Achille St. Onge (January 17, 1913–April 23, 1978) was a publisher of miniature books from Worcester, Massachusetts. St. Onge began publishing miniature books as a hobby in 1935, and by the time he stopped publishing in 1977, he had created 48 miniature books, which are prized by collectors.

St. Onge's publications are known for their uniformity of size and elegance and clarity of design. He oversaw every aspect of the books, and collaborated with many prominent printers, presses, type designers, and binders. Some of these include the Merrymount Press, binders Sangorski & Sutcliffe, printer and papermaker Daniel Berkeley Updike, and book designer and typographer Bruce Rogers. St. Onge published traditional, often revered texts, such as famous speeches by presidents, classic short stories and essays, sermons, eulogies, and brief biographies of famous historical figures.

A miniature book published by St.
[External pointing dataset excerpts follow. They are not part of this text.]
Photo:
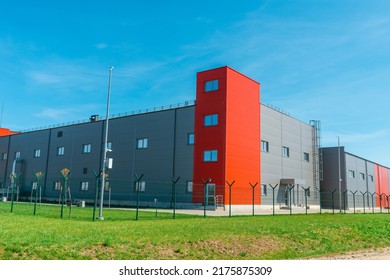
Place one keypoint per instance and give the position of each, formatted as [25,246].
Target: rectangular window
[210,120]
[189,187]
[84,186]
[286,151]
[190,139]
[210,156]
[87,148]
[37,153]
[142,143]
[211,85]
[57,186]
[140,186]
[264,190]
[264,146]
[60,151]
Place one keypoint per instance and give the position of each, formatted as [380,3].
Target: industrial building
[225,148]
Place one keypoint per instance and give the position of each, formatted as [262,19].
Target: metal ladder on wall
[317,153]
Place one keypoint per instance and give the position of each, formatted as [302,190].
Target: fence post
[345,200]
[38,175]
[205,196]
[306,189]
[253,197]
[174,181]
[364,201]
[65,172]
[230,196]
[137,185]
[319,192]
[290,188]
[333,200]
[353,197]
[380,201]
[97,177]
[14,177]
[273,198]
[372,201]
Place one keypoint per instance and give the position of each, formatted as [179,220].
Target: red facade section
[236,137]
[381,184]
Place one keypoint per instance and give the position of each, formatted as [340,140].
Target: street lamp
[338,149]
[105,149]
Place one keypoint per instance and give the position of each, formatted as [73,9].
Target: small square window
[211,85]
[37,153]
[210,120]
[286,151]
[264,190]
[142,143]
[190,139]
[84,186]
[264,146]
[57,186]
[87,148]
[60,151]
[189,186]
[210,156]
[4,156]
[140,186]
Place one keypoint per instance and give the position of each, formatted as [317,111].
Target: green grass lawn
[120,236]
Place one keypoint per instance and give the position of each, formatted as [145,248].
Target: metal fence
[177,195]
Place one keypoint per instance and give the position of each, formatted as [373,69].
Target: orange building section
[6,132]
[381,185]
[242,162]
[236,137]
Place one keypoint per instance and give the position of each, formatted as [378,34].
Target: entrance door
[210,194]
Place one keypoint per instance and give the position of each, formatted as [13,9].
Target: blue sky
[324,60]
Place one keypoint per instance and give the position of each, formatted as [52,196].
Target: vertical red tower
[381,184]
[227,135]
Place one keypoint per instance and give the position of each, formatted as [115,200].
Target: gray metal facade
[79,148]
[294,169]
[357,180]
[165,153]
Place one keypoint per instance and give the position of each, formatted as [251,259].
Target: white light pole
[103,180]
[338,149]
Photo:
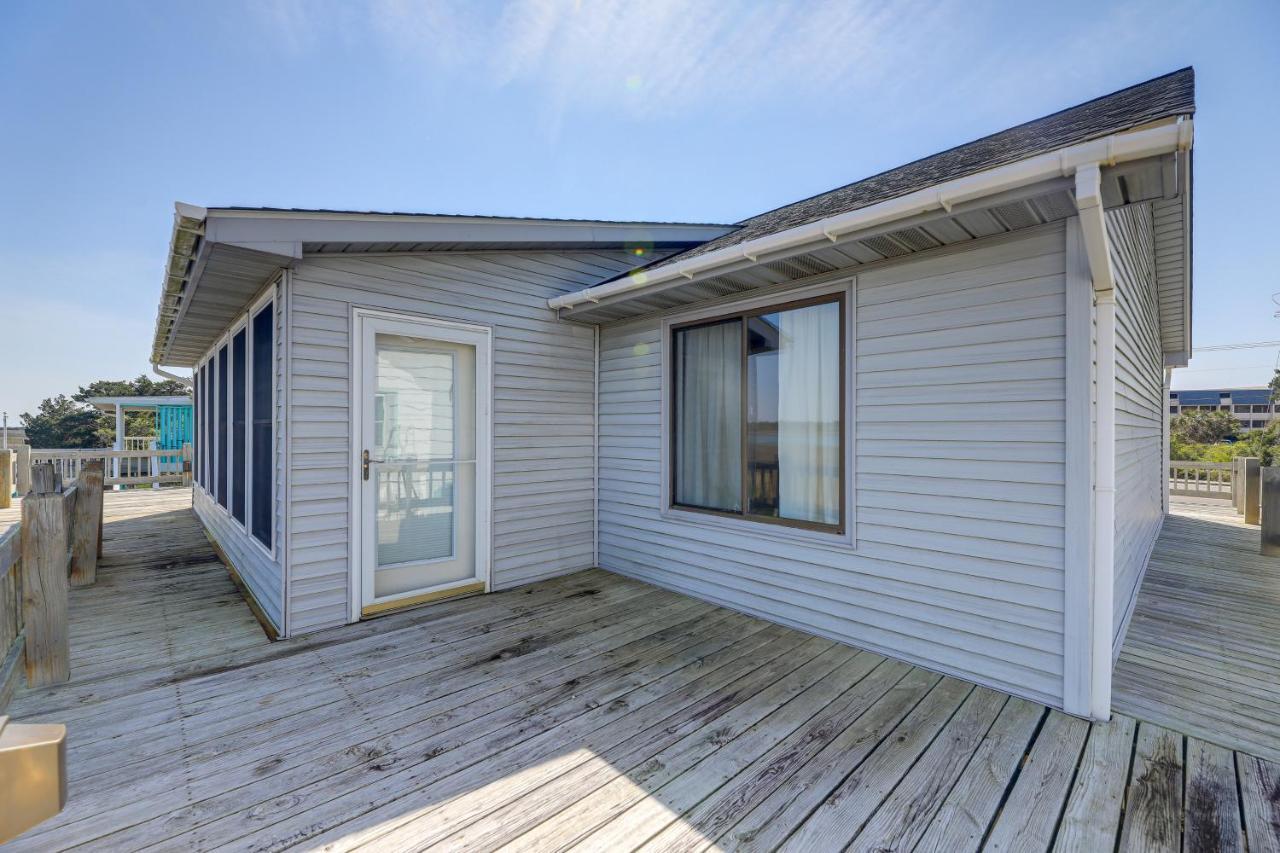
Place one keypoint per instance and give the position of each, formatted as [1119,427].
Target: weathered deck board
[588,712]
[1202,655]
Onge was the only book taken on the Apollo 11 mission in 1969, and was thus the first book on the moon. It was a copy of Robert Hutchings Goddard: Father of the Space Age (1966). The book's colophon states, "One thousand nine hundred twenty six copies of this book were printed by Joh. Enschedé en Zonen, Haarlem, Holland, and bound by Proost en Brandt N.V., Amsterdam, Holland to commemorate the fortieth anniversary of the launching of the first liquid-propelled rocket at Auburn, Massachusetts, March 16, 1926." St. Onge gave the book to Buzz Aldrin, asking him to take it with him and leave it on the moon. Since he was not permitted to leave it behind, Buzz brought it back with him and gave it to Esther Goddard, Robert Goddard's wife. The book now resides at Clark University's Archives and Special Collections.

== Archives ==
The Achille St. Onge papers reside at Clark University.